The authors’ primary objective is to present an entirely new approach to economics and demonstrate that the appearance of irrationality, as the term is used in traditional economics, is an illusion. The field of behavioral economics is criticized as being an improvised approach of “psychological” factors grafted onto the standard neoclassical economic model to account for some of the model’s failures. The authors advance a new principles-based framework, not to replace the focus of the study of traditional economics (understanding the production and consumption of wealth, goods, and services) but to provide a better set of analytical tools for engaging with it.

How Is This Research Useful to Practitioners?

Practitioners have long recognized that client choices often do not conform to expected utility theory. This anomalous, or nonconforming, behavior is often said to be a demonstration of irrationality because the individual is not making decisions that are in his or her best interest. The authors contend that when viewed properly, such behavior can actually be seen as rational.

The authors point out that it is a fundamental fact in economics that all economic phenomena and data are the outcomes of actions by economic actors. They reason that it logically follows from this observation that the central focus of a comprehensive theory of economics must be the actions of people.

To provide a way to articulate the factors that affect choice, including aspects of individual behavior and the communities to which the actor belongs, the authors develop a framework in the form of seven principles. Using these principles, they show that the anomalies of behavioral economics are not irrational but give the impression of irrationality because of incomplete specification and control of independent variables illuminated in the principles.

The authors believe it would be a significant advance in the economics profession and the finance industry to understand the deficiencies of traditional and behavioral economic analysis—namely, that people are irrational if they do not seek to maximize expected value. Their new approach to analyzing economic decisions recognizes that people act on the truth as they understand it to achieve what they value, which is the core of rationality.

How Did the Authors Conduct This Research?

The framework the authors present (i.e., the homo communitatis paradigm) is in the form of seven principles: (1) “Choice” is choice of behavior; (2) “behavior” means intentional action; (3) human behavior is deliberate action; (4) people act on their reasons; (5) people choose what matters to them; (6) each behavior is an occurrence of engaging in a social practice of a community; and (7) for any individual, a state of affairs may be real, actually possible, or merely possible.
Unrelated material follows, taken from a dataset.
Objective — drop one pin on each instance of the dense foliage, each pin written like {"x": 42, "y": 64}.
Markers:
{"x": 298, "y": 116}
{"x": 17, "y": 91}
When expanding each principle, the authors’ approach is to clarify each situation by formulating economics as the outcome of behavior with a careful examination of the context of the situation. They demonstrate that such experimental results as loss aversion, framing effects, mental accounting, and judgment biases are not necessarily examples of irrationality and that irrationality is an illusion resulting from incomplete specification and control of the independent variables emphasized in the principles.

The authors discuss the need for future research, including particular models of socioeconomic systems, significantly more powerful and detailed economic simulations, and different experimental design approaches that take into account all the variables involved in human choice.

Abstractor’s Viewpoint

Although it is in its initial stages of development, the new paradigm presented by the authors is a thought-provoking alternative to traditional and behavioral economics for analyzing economic decisions. I would argue that in practice, clients would be better served by advisers not assuming that their clients are irrational if they do not conform to standard economic theories. Instead, advisers should recognize that there is a range of factors that affect economic choices and use the process developed by the authors to better understand their clients’ behavior, which is likely completely rational from their distinct perspectives.